Vue sucks. A pretty graphic of a CGI robot convincing untrained programmers to merge their web files and produce unreadable garbage as the output file.
Comment on Is jQuery still the go-to JS helper library?
kameecoding@lemmy.world 11 months agoJSX is fucking weird compared to vue
DroneRights@lemm.ee 11 months ago
CmdrKeen@lemmy.today 11 months ago
Both are weird compared to Svelte.
spartanatreyu@programming.dev 11 months ago
Svelte uses labels, so Svelte itself is weird compared to everything. Except in a way to goto-style control-flow code.
CmdrKeen@lemmy.today 11 months ago
You mean these? Does it use them internally, because I haven’t really seen them in any Svelte code.
If so, what does it matter what the compiler does in order to make your code work, so long as it’s legal? It’s perfectly valid JS, that’s all that counts.
I wouldn’t say Svelte is weird as much as it’s different. That’s the whole point after all. Instead of adding a bunch of library bloat and keeping an entire copy of the DOM to constantly compare to and derive changes from, it compiles your components down to native JS that manipulates the DOM directly, like you would by hand. Except of course the compiler uses different ways to achieve that than you would, but that’s because it doesn’t have to care about readability, as long as it creates valid and efficient code.
realharo@lemm.ee 11 months ago
Custom template language and custom DOM attributes are way weirder than just using language-native constructs (ternary operator, map/filter, variables, etc.) directly like you can in JSX.

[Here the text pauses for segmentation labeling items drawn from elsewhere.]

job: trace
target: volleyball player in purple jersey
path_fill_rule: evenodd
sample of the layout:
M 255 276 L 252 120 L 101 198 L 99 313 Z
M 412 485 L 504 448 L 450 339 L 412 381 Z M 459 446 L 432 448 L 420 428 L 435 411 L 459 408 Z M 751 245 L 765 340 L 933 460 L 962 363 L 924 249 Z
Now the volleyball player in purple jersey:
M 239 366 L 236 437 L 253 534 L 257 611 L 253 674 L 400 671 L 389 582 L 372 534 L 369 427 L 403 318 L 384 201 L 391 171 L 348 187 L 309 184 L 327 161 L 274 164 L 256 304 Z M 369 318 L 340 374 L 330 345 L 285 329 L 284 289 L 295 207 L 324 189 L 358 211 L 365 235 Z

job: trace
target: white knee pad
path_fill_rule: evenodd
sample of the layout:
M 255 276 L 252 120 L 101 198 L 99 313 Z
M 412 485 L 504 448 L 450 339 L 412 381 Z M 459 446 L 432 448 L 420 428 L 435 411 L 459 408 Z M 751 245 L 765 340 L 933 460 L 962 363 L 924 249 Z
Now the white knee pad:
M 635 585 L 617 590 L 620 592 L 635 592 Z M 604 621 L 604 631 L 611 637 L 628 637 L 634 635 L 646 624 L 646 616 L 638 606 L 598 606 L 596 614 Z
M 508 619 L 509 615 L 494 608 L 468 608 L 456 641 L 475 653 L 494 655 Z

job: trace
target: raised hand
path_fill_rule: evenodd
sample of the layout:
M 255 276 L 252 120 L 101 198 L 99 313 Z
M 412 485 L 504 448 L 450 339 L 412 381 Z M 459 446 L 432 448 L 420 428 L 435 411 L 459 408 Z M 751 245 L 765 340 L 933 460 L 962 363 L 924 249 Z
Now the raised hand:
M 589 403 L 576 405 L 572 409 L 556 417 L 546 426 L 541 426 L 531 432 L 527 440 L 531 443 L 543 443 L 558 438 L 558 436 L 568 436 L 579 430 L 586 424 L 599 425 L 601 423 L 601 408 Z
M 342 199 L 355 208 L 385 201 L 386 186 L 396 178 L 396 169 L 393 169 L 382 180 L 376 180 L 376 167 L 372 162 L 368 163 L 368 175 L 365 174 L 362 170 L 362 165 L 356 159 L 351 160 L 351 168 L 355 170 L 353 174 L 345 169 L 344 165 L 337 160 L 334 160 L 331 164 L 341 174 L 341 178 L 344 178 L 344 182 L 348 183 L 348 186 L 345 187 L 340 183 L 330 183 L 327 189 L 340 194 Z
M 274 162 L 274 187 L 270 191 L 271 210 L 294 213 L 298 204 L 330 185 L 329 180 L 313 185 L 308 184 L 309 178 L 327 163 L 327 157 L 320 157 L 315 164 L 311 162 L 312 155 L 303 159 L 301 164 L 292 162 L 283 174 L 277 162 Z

kameecoding@lemmy.world 11 months ago
nah mate,mixing html into js is fucked, no matter how hard you cope.
realharo@lemm.ee 11 months ago
Still better than whatever the hell this is
vuejs.org/guide/essentials/template-syntax
The more you scroll down, the worse it gets.
And this too: vuejs.org/guide/essentials/list
kameecoding@lemmy.world 11 months ago
template syntax is a piece of cake, takes literally 2 hours to learn everything you need and you can easily see what’s where and how the html will look when it’s rendered or not.
spartanatreyu@programming.dev 11 months ago
DOM attributes are built for browsers and frameworks to take advantage of.
The style of some of those frameworks to stick symbols in there is weird. But that only goes against those frameworks. It doesn’t impact how good DOM attributes actually are.